L'indice américain des prix à la consommation a reculé de 0,4% en juin et progressé de 3,5% sur un an. Le consensus attendait une baisse mensuelle de 0,1% selon CoinDesk et une inflation annuelle de 3,8%. L'inflation sous-jacente est restée stable sur un mois et a ralenti à 2,6% sur un an, contre 2,8% anticipé. Les chiffres exacts et les attentes sont publiés par CoinDesk, tandis que CNBC confirme la baisse mensuelle de 0,4%, le rythme annuel de 3,5% et l'attente de 3,8%.

L'énergie a fourni la plus grande contribution au repli. L'essence a baissé de 9,7% sur le mois et le fioul de 9,2%. L'habillement a reculé de 0,6%. Hors alimentation et énergie, le ralentissement à 2,6% montre que le signal ne reposait pas seulement sur le pétrole, même si cette composante a pesé lourd dans le chiffre global. The Guardian détaille la composition de l'indice et rappelle que la remontée récente du brut pourrait rendre la lecture de juillet moins favorable.

« It's one data point. I don't want to overread or cherry-pick data », a déclaré Kevin Warsh devant le Congrès, selon CoinDesk. Il a ajouté que parler de mission accomplie n'était pas son point de vue.

Les indicateurs européens publiés mardi ont été moins favorables. Au Royaume-Uni, les ventes au détail comparables ont augmenté de 1,7% sur un an en juin, contre 2,9% attendu et 3,4% en mai. En Allemagne, les prix de gros ont progressé de 4,9% sur un an, après 5,9% en mai. Ils ont reculé de 0,7% sur un mois, alors que le consensus attendait une hausse de 0,5%. Ces données ont été rassemblées dans le bilan européen de Yahoo Finance et DPA.

Fiscalité et régulation

L'État de New York a signé le 14 juillet un décret interdisant la construction de nouveaux centres de données consommant au moins 50 mégawatts. Selon CoinDesk, New York devient le premier État américain à mettre en place une interdiction de ce type. TeraWulf, ancien mineur de Bitcoin reconverti dans les infrastructures d'intelligence artificielle, a perdu 7% à 19,44 dollars en raison de son exposition locale. Needham a néanmoins maintenu sa recommandation d'achat et son objectif de 33 dollars, estimant que le site de Lake Mariner, déjà en construction, ne serait pas touché. Les détails du décret et la réaction boursière figurent dans le direct de CoinDesk.
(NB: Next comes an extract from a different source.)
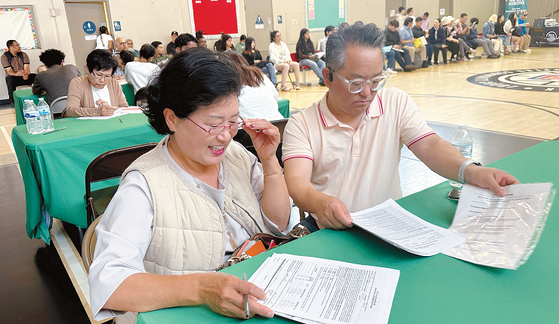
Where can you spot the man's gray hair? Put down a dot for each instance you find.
(368, 35)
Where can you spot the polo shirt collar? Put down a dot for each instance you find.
(328, 119)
Cette décision relie trois thèmes de la séance : l'électricité, l'intelligence artificielle et le financement des infrastructures. Elle ne concerne pas directement la fiscalité française ni les SCPI, mais elle montre que les contraintes énergétiques deviennent un risque réglementaire mesurable pour les opérateurs de centres de données. L'écart entre la baisse de TeraWulf et le maintien de la recommandation de Needham illustre aussi la différence entre un risque sur les projets futurs et un impact immédiat sur les actifs déjà engagés. CoinDesk a publié ces éléments pendant la séance américaine.

Ce qu'il faut retenir

La journée du 14 juillet a été dominée par une statistique américaine plus faible que prévu. Elle a ramené le CAC 40 à l'équilibre, soutenu le Nasdaq, fait baisser les rendements américains et relancé le Bitcoin. Elle n'a pas supprimé les risques : le pétrole est resté cher, l'OAT française s'est tendue et IBM a subi sa pire séance après un avertissement révélateur des arbitrages de dépenses dans la technologie. Tous les chiffres de ce récap ont été vérifiés dans des publications datées du 14 juillet ou dans les dernières cotations de cette séance. Rendez-vous demain pour le prochain récap.